The poultry area by the Ten Traders may boast the same name, but it is as different as anything could be from the fine rural retreat on the Via Flaminia that was once the possession of Livia Augusta. Forget the desirable residential areas that did exist on the Viminal further on. Was Gallinae Albae ever a farm? If there had once been hens, they must have been hoarse, pox-ridden laying-fowl that produced soft-shelled eggs. Their eyes would weep, their lungs would clog with the foul seepage of diseases of the dirt. The human birds who lived in this sour valley bottom now, scrawny creatures pecking for clients, were little different.
Not all the prostitutes were brought in from abroad. Not all were slaves. A few were freeborn women, lured here by want, vulnerable souls in distress who were so desperate they had to turn to vice. They disappeared from their former lives, in total thrall to their procurers.
More often than you may want to believe, the people who controlled their daily acts were women.
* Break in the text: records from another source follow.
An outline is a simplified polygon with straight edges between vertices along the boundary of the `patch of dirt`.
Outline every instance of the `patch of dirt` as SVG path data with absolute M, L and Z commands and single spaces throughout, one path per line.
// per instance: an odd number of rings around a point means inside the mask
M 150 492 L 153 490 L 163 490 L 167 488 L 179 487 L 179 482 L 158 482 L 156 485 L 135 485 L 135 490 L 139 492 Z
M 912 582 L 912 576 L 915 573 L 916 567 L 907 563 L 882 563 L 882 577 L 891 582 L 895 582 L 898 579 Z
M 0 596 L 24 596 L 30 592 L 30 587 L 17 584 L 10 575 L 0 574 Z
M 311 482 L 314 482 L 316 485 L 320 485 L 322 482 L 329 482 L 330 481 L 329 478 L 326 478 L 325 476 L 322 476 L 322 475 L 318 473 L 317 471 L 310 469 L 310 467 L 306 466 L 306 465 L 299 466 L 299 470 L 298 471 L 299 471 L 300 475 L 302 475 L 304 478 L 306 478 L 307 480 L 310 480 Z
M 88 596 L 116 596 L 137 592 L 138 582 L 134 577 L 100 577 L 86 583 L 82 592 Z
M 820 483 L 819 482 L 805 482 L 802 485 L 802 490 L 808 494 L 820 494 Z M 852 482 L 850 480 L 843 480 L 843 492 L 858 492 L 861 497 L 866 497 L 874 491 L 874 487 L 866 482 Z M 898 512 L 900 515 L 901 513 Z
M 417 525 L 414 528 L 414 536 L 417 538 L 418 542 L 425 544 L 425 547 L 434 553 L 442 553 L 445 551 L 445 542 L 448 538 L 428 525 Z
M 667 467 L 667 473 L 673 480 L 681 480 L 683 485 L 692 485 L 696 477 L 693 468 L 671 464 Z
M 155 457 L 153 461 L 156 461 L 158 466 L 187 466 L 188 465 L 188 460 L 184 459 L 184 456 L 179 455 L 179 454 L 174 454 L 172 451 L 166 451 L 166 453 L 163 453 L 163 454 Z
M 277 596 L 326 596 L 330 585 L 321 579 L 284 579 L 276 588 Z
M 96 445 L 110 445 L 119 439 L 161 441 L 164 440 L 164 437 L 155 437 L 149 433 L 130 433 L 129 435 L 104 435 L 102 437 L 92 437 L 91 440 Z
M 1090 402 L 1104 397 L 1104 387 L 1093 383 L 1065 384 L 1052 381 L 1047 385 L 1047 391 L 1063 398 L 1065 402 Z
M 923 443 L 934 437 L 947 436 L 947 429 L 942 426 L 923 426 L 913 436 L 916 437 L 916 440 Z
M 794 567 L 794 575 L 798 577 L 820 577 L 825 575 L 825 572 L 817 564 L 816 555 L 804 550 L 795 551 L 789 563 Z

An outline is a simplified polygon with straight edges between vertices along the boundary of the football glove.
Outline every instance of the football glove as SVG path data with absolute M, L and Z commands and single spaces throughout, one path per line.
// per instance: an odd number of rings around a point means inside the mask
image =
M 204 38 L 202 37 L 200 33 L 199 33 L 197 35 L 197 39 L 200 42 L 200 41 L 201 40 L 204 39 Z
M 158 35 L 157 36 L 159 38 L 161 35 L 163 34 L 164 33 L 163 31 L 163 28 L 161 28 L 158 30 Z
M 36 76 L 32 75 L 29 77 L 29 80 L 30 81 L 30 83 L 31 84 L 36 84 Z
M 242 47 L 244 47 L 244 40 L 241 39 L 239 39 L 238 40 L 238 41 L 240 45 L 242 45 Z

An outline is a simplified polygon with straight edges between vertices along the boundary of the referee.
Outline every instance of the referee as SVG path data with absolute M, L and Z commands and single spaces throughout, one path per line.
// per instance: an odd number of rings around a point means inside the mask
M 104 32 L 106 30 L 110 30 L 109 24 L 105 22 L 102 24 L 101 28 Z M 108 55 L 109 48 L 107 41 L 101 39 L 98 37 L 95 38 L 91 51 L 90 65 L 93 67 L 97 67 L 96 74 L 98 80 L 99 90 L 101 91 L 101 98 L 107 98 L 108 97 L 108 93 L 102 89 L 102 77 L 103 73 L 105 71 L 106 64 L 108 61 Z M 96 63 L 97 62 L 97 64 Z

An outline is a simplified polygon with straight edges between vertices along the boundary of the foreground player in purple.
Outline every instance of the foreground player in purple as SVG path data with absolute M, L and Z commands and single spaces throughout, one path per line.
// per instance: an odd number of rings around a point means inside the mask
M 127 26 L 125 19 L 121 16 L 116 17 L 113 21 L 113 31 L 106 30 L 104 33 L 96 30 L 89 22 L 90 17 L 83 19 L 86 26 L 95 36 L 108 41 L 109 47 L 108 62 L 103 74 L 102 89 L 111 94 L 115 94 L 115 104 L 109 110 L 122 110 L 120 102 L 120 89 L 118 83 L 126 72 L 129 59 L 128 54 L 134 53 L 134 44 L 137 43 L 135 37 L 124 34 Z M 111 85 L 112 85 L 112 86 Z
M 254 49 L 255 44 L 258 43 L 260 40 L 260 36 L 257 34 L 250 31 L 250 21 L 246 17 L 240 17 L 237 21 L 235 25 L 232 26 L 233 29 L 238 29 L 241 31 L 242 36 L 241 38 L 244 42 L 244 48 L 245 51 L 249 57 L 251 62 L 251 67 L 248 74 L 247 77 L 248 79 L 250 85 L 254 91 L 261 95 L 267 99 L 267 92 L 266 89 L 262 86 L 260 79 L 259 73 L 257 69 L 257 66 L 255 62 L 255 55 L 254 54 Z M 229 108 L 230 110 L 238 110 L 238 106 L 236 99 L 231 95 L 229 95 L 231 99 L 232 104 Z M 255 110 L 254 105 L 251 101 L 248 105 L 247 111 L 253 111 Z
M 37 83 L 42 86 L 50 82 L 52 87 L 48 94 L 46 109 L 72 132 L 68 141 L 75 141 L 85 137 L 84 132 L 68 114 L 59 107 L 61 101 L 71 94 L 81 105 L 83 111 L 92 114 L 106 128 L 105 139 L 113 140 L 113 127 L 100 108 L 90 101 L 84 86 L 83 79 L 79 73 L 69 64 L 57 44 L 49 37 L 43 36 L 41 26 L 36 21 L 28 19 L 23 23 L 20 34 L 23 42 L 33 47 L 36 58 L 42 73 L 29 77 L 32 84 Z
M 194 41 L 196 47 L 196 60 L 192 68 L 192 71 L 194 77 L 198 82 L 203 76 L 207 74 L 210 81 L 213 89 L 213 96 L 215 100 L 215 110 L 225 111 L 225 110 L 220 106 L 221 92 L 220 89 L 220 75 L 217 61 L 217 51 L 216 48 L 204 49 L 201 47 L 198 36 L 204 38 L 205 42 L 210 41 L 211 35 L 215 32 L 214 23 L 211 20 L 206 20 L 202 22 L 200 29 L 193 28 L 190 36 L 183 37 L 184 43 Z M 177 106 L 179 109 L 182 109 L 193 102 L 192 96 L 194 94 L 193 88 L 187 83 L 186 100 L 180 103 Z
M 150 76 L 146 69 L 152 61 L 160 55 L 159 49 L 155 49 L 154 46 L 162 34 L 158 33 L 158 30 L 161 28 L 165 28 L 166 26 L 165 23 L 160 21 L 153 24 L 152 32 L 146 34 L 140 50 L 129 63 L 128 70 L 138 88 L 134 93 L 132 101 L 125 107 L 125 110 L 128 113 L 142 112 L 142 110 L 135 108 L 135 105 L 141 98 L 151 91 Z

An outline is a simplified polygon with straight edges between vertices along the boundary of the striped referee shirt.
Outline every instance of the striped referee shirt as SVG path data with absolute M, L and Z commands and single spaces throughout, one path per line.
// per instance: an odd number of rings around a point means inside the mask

Many of those women had once been working girls too. They were callous; they felt no pity for the new generation. I suppose they were simply glad they themselves had grappled their way into a slightly better position. By then, abuse was all they knew. When perversion was not being imposed on them, they imposed it on someone else.
I was coming to see this as Rufia’s way of life, and Menendra’s too. This pair, I decided, were power players in the sordid game.
I wished I had not gone to the White Chickens alone. It gave me a terrible sense of dread. The reason I knew all about what went on here was that thankfully brief period when I myself had been kidnapped by a brothel owner. It had only lasted a day, though it was the worst of my life. At the time I was a forlorn child, who believed his lie that he would take me to a safe place. But when he violently turned on me it was no surprise. Living on the streets had taught me what goes on.
I would have given in and done whatever that man made me do, because I had no other recourse. No friends, no family, no home. At that time, to be wanted for his filthy purposes was better than not to be wanted at all. I could have pretended to myself that his lies were real. I could have spent the rest of my existence on earth in that dire condition.